Letztere führt Elíasson auf seine seit Kindertagen bestehende Beeinflussung durch die Kunst zurück. Sein Großvater, dem er in der Erzählung ein Denkmal setzt aus Spänen, „die um ihn herumwirbelten wie kurzflügelige Holzschmetterlinge“, war Zimmermann; der Vater, dem das Buch gewidmet ist, Künstler. Den gleichen Weg schlug der Bruder ein und hätte Elíasson, wie er einmal gesagt hat, selbst eingeschlagen, wäre er sich nicht früh eines Mangels an Talent bewusst geworden. Stattdessen wurde er Dichter und lässt seinen Protagonisten den passenden Schluss daraus ziehen: „Wahrscheinlich besteht kaum ein Unterschied zwischen den Wörtern einer Geschichte und den Pinselstrichen eines Gemäldes.“

Wie schon der ebenfalls bei WALDE+GRAF erschienene Debütroman „Ein Eichhörnchen auf Wanderschaft“ ist „Am Sandfluss“ kunstvoll gestaltet, was umso mehr erfreut, wenn man weiß, dass Aussehen und Beschaffenheit eines Buches für Elíasson von zentraler Bedeutung sind. Das besondere, mit dem Inhalt korrespondierende Design sei deshalb kurz vorgestellt: Den Buchblock umrahmt, wie als Vorbote des bewaldeten Handlungsortes, tannengrünes Vorsatzpapier. Einige hilfreiche Anmerkungen der Übersetzerin Betty Wahl beschließen den Text, filigrane Zeichnungen der Illustratorin Laura Jurt durchsetzen ihn und rücken manches erwähnte Objekt in ein neues Licht. Eine Tasse, eine Pinselrolle, ein Blatt wirken hier nur auf den ersten Blick alltäglich – bei genauerem Hinsehen entpuppen sich magische Details. Und selbst die Paginierung erweist dem Inhalt Reverenz; im Kapitel „Sommer“ sind die Seitenzahlen in der oberen Hälfte des Außensteges zu finden und fett gesetzt, im Kapitel „Herbst“ hingegen, wenn es mit den Temperaturen und der Stimmung des Erzählers bergab geht, zieren sie, in normaler Schriftstärke, die untere Hälfte.

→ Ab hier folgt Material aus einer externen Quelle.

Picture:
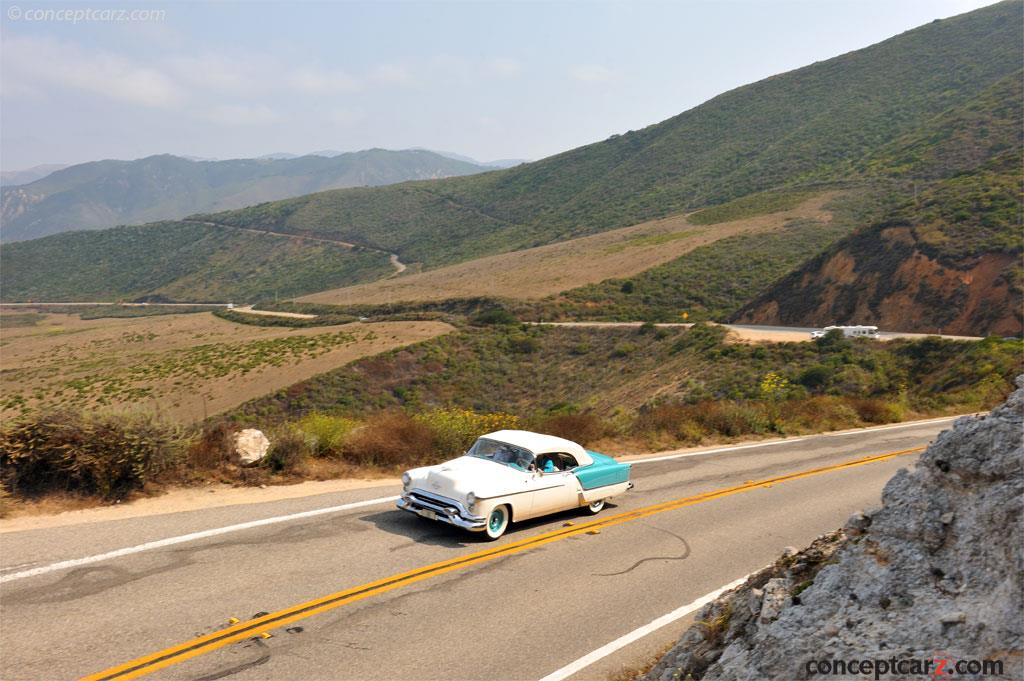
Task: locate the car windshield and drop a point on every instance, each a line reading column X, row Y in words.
column 502, row 453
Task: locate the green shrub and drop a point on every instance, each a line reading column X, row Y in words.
column 581, row 428
column 878, row 411
column 326, row 434
column 455, row 430
column 624, row 349
column 496, row 315
column 288, row 450
column 104, row 455
column 390, row 438
column 523, row 344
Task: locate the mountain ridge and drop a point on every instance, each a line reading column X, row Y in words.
column 108, row 193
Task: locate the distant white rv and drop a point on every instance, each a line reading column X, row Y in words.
column 849, row 332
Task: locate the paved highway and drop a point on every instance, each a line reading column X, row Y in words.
column 343, row 586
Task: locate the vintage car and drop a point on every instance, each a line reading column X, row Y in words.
column 512, row 475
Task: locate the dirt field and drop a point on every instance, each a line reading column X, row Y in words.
column 184, row 367
column 547, row 269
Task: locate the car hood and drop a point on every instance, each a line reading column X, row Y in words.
column 458, row 477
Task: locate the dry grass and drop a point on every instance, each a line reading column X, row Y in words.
column 547, row 269
column 182, row 367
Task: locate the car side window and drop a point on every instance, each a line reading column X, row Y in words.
column 567, row 462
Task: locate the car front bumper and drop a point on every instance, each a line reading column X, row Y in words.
column 440, row 508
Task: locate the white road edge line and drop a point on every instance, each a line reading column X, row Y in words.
column 908, row 424
column 718, row 451
column 170, row 541
column 639, row 633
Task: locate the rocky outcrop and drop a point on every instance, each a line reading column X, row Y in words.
column 883, row 277
column 935, row 573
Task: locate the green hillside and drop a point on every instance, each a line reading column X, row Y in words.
column 919, row 105
column 175, row 261
column 804, row 125
column 613, row 372
column 104, row 194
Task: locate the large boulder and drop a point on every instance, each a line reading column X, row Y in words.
column 251, row 445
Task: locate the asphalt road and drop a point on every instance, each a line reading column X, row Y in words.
column 545, row 595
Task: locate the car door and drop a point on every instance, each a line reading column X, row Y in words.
column 554, row 492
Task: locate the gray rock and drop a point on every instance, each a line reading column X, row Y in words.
column 251, row 445
column 913, row 584
column 776, row 593
column 858, row 523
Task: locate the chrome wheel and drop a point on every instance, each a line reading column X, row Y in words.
column 498, row 521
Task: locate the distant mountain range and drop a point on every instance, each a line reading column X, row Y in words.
column 12, row 177
column 920, row 135
column 48, row 200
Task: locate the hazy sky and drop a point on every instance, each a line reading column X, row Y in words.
column 489, row 80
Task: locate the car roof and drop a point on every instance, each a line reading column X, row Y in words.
column 541, row 443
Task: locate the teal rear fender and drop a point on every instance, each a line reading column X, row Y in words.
column 602, row 472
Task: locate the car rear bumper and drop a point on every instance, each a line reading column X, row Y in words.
column 435, row 507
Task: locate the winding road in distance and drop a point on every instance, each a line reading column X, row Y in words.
column 344, row 586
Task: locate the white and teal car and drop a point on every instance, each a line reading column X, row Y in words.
column 512, row 475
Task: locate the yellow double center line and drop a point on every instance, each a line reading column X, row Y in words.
column 244, row 630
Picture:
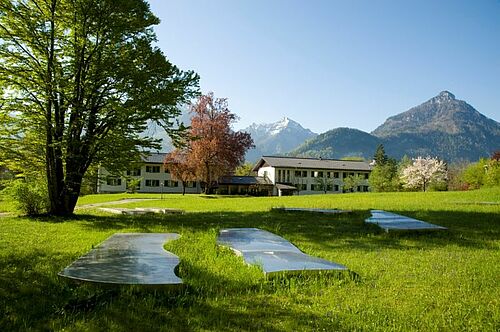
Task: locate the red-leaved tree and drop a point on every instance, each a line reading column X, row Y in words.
column 180, row 169
column 214, row 149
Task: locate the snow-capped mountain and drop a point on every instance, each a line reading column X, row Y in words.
column 276, row 138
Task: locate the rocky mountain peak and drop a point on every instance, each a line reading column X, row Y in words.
column 446, row 95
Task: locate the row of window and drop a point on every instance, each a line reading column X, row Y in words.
column 284, row 175
column 149, row 169
column 111, row 181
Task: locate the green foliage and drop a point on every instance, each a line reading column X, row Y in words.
column 351, row 183
column 133, row 185
column 80, row 82
column 486, row 172
column 244, row 170
column 380, row 157
column 445, row 281
column 324, row 184
column 30, row 196
column 385, row 177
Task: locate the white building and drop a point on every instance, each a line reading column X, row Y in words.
column 153, row 176
column 311, row 175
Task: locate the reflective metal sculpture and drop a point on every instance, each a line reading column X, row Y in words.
column 128, row 258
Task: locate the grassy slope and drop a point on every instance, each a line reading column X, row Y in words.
column 425, row 281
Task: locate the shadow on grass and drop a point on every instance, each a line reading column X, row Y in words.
column 466, row 229
column 33, row 297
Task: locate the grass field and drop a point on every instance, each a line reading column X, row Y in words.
column 398, row 281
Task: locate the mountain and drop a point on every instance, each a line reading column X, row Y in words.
column 442, row 126
column 339, row 143
column 276, row 138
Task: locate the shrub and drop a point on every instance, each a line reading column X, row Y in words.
column 31, row 196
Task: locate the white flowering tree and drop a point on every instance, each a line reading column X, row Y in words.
column 424, row 171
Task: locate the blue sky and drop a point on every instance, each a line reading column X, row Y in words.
column 329, row 63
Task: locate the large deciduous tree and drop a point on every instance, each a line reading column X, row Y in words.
column 384, row 175
column 214, row 149
column 177, row 163
column 82, row 77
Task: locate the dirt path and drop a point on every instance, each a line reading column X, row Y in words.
column 122, row 201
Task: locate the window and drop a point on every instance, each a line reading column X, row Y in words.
column 110, row 181
column 171, row 183
column 152, row 169
column 152, row 183
column 316, row 187
column 134, row 172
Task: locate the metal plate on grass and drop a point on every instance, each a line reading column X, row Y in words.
column 391, row 221
column 325, row 211
column 271, row 252
column 128, row 258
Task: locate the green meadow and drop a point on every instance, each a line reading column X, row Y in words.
column 423, row 281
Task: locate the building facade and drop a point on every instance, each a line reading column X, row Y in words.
column 313, row 176
column 150, row 177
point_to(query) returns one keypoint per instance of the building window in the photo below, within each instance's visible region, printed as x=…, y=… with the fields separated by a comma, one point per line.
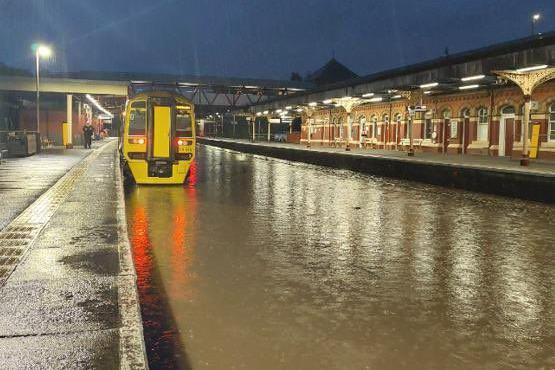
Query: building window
x=340, y=127
x=465, y=113
x=428, y=126
x=398, y=118
x=482, y=134
x=552, y=122
x=362, y=125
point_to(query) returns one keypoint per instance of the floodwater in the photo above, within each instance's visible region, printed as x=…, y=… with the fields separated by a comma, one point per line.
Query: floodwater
x=258, y=263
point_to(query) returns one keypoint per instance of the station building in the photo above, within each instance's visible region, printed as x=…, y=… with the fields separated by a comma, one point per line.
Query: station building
x=471, y=107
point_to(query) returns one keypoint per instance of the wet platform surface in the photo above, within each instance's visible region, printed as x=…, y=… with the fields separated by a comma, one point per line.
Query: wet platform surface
x=259, y=263
x=71, y=300
x=478, y=161
x=22, y=180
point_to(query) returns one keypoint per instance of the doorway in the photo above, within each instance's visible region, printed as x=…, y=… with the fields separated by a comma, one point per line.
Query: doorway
x=506, y=131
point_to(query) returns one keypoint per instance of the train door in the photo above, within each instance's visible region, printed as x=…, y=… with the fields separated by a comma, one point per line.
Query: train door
x=161, y=131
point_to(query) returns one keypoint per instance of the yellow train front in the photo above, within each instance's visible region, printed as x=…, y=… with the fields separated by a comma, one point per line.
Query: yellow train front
x=158, y=143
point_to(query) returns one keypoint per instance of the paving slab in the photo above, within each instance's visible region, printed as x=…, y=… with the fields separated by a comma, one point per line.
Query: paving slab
x=69, y=299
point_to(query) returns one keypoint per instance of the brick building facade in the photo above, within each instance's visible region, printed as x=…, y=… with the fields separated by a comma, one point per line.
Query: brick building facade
x=484, y=122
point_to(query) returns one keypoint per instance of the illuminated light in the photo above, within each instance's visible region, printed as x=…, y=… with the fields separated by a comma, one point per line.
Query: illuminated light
x=467, y=87
x=473, y=78
x=427, y=86
x=44, y=51
x=532, y=68
x=98, y=106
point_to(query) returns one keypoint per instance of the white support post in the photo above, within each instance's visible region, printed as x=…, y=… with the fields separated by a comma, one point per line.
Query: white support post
x=349, y=128
x=69, y=120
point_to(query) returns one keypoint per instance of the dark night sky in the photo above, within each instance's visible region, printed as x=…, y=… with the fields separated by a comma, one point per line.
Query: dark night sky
x=256, y=38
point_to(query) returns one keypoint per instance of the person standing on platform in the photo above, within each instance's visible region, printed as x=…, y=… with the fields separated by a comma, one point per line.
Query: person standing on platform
x=87, y=133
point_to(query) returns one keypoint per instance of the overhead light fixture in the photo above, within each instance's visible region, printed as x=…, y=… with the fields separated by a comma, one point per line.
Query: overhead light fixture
x=430, y=85
x=98, y=106
x=472, y=78
x=44, y=51
x=532, y=68
x=468, y=87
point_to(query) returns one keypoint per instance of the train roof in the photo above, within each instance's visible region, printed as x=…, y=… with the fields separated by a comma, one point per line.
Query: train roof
x=160, y=94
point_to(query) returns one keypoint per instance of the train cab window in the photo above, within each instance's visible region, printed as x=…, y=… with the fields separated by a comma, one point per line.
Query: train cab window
x=137, y=118
x=183, y=124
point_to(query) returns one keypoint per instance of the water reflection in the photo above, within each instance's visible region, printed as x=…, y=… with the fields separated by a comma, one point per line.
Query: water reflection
x=270, y=264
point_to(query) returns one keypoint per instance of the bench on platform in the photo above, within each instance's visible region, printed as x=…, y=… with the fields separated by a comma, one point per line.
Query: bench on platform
x=338, y=142
x=415, y=142
x=3, y=155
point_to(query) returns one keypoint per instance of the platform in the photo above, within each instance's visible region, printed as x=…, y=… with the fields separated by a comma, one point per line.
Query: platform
x=500, y=176
x=67, y=284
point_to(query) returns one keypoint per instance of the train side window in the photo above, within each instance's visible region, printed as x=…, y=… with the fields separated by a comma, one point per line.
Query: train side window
x=137, y=118
x=183, y=125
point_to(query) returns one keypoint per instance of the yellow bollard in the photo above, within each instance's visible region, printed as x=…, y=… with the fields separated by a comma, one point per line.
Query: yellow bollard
x=66, y=135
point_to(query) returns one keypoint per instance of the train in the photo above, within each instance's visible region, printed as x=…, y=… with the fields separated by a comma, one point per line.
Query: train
x=158, y=141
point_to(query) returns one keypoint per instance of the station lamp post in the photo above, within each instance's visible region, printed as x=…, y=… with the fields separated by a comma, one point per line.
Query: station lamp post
x=41, y=51
x=535, y=18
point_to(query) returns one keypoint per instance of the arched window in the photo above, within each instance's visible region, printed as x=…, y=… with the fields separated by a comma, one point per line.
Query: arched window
x=374, y=122
x=465, y=113
x=340, y=123
x=552, y=122
x=482, y=124
x=428, y=126
x=362, y=124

Verwoben mit Reflexionen über Kunst und Natur, schildert die anfangs so beschaulich daherkommende, zweiteilige „Pastoralsonate“, wie der kleine Roman vielleicht als Anspielung auf Ludwig van Beethovens beziehungsweise André Gides „Pastoralsymphonie“ untertitelt ist, nämlich auch die Geschichte einer klinischen Depression. Elíassons Maler ist gezeichnet von einem tiefen seelischen Leiden, er krankt an sich selbst, an der Welt und seiner Verlassenheit darin, an seiner zunehmenden Unfähigkeit, eine gelungene Naturstudie hervorzubringen, an dem Gefühl, dass niemand an in glaubt. Obwohl das Fehlen menschlicher Nähe, das jede abgekapselte Künstlerexistenz mit sich bringt, ihn quält, ist er außerstande, etwas dagegen zu unternehmen, denn in Wahrheit ist für ihn „das meiste inzwischen belanglos geworden.“ Jedes Wort, jede Andeutung über die sonderbare Verzweiflung, die den Erzähler gepackt hat, liefert behutsame Einblicke in eine zerrüttete Seele.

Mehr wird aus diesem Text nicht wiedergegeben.